Guest Talk Silke Oldenburg
Thinking with the Archipelago: Mangroves, marginalization and the making of alternative environmental futures in Cartagena, Colombia
22.04.2024
April 22, 2024, 18:15
Room L 155
Institute of Social and Cultural Anthropology
Oettingenstraße 67
80538 München
Dr. Silke Oldenburg (Geneva Graduate Institute):
Thinking with the Archipelago: Mangroves, marginalization and the making of alternative environmental futures in Cartagena, Colombia
«They fear that one day we will cross the bridge, and a wave of slums will flood the city », states Máximo, one of the protagonists of the novel “Chambacú”. Written by famous Afrocolombian anthropologist and writer Manuel Zapata Olivella (1962), this exclamation sums up emotions, experiences and everyday life but also possible futures of Cartagena’s marginalized Afrodescendent community in the middle of the 20th century. Built over a landfill along the mangrove swamps just outside of Cartagena’s historic city center, the settlement of Chambacú was finally razed in 1971 enhancing Cartagena’s urban transformation towards a global port-, tourist-, and world-heritage city at the Colombian Caribbean coast and dislocating its inhabitants to the urban margins.
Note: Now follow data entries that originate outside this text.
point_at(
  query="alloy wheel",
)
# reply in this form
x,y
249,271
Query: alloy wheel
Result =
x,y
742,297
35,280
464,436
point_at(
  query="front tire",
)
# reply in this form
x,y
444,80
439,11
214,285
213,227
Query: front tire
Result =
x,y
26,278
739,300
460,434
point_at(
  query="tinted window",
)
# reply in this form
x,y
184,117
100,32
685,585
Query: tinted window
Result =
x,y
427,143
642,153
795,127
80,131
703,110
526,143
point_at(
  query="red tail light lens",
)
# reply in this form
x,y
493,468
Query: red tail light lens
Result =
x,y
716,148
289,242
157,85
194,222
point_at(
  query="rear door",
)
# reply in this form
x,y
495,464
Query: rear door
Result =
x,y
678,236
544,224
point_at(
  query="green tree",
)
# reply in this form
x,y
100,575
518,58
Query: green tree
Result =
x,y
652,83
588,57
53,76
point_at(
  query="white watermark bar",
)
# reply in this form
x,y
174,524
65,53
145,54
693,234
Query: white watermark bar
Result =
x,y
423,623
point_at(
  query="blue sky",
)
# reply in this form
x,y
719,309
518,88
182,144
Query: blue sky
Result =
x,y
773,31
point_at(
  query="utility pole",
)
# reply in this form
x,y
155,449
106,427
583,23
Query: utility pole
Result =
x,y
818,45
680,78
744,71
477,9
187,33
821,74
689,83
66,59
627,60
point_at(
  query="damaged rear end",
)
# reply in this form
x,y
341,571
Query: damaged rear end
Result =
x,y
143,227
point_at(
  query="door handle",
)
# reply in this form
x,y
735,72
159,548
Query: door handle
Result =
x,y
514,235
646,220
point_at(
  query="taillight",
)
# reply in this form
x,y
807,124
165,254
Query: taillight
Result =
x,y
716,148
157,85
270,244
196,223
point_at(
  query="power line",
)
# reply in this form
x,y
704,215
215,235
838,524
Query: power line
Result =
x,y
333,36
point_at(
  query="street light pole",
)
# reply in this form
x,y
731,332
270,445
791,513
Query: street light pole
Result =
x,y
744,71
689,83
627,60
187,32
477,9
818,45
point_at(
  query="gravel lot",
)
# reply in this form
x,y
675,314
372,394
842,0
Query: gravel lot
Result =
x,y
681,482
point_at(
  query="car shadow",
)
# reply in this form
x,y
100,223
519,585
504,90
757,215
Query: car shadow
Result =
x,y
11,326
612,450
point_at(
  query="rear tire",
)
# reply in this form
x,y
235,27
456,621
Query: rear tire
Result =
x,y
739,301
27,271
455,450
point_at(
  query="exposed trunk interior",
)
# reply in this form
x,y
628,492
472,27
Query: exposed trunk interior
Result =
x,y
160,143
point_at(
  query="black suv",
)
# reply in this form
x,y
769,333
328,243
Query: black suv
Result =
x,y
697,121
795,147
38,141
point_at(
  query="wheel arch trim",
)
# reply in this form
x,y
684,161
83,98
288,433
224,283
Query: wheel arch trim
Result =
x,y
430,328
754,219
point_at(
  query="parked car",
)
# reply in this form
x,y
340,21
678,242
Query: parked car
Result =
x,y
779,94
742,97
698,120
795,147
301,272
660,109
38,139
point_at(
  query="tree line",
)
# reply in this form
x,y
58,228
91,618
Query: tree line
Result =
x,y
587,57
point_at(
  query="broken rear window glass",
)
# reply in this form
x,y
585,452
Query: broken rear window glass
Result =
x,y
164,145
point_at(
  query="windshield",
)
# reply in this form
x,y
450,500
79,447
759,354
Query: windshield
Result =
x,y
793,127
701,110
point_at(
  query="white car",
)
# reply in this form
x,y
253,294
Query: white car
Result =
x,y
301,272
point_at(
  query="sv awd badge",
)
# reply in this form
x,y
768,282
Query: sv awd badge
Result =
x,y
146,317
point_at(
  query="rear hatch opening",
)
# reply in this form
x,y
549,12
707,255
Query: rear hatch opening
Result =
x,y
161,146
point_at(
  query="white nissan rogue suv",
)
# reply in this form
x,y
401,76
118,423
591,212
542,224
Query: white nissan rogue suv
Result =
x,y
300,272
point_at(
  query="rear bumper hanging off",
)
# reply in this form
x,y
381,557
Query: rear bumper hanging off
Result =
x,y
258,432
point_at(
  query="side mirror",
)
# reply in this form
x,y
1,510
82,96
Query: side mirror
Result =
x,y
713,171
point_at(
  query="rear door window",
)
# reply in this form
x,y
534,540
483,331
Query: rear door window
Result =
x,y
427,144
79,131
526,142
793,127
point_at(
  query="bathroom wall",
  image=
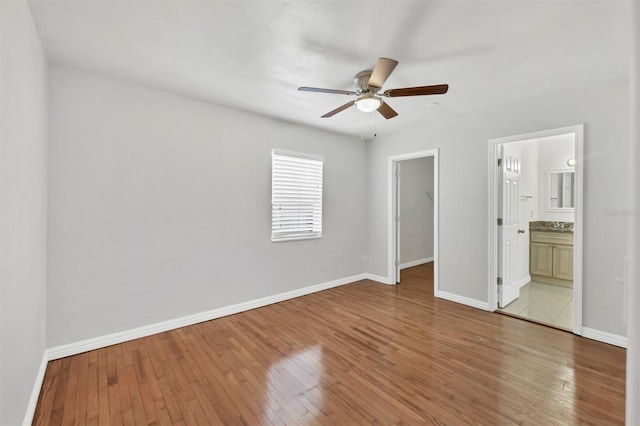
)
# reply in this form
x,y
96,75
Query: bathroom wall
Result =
x,y
553,154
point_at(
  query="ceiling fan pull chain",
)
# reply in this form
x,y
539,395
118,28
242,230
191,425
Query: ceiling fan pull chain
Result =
x,y
375,125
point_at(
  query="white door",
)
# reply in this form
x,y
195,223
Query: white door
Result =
x,y
508,201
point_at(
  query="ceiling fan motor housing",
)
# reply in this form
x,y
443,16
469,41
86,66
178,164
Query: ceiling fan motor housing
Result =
x,y
361,81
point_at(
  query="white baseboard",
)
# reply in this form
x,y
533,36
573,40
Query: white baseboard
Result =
x,y
147,330
379,279
416,262
35,392
526,280
463,300
603,336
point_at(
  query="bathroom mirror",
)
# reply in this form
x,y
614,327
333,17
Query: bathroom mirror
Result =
x,y
560,190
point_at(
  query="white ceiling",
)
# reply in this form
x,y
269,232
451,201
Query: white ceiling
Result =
x,y
253,54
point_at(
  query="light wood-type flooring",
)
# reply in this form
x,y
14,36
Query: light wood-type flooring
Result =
x,y
363,353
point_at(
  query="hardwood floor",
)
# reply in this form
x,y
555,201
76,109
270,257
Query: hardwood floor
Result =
x,y
364,353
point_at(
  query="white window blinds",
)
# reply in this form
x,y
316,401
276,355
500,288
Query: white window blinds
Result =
x,y
296,196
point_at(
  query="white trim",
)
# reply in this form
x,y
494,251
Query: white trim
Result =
x,y
148,330
526,280
416,262
603,336
35,392
391,205
492,242
379,278
463,300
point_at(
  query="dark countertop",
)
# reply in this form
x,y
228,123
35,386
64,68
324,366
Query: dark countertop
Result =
x,y
547,226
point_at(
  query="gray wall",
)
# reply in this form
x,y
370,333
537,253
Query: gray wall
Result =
x,y
160,207
463,191
416,209
23,196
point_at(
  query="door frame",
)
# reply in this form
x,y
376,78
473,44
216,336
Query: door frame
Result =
x,y
578,134
392,201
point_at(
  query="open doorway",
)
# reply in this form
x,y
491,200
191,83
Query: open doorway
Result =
x,y
536,227
413,213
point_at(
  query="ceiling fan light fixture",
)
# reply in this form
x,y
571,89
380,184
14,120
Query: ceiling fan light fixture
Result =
x,y
368,103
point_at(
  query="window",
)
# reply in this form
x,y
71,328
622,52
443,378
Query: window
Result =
x,y
296,196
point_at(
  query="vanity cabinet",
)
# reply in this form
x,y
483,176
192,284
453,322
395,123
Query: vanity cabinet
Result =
x,y
551,257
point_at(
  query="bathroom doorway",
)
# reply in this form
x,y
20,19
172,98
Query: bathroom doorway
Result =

In today’s urban imaginary, Chambacú is a vivid memory of the legacy of the Transatlantic slave trade, neoliberal urban beautification projects and the loss of urban biodiversity. Chambacú has been a recurring and significant point of reference during my 13months of ethnographic research in Cartagena (2015-ongoing), having been turned into a discursive weapon and memorial by my research partners.
My talk offers reflections on racial politics, climate coloniality and infrastructural projects in Olaya Herrera, a vast neighborhood on Cartagena’s periphery. Largely inhabited by Afrodescendent population, Olaya is a rapidly changing social setting, where entanglements of race, ecology, citizenship and socio-spatial inequalities impact not only Olaya’s inhabitants’ everyday life but also their environmental futures. In particular, the mangrove forest (el manglar) is centre stage for political and technocratic discourses on the one hand but also highlights people’s experience and narratives about distrust, displacement and political exclusion on the other. Focusing on ordinary citizens’ narratives aims to demonstrate the plural ways of knowledge creation in order to de-colonize urban climate change discourses.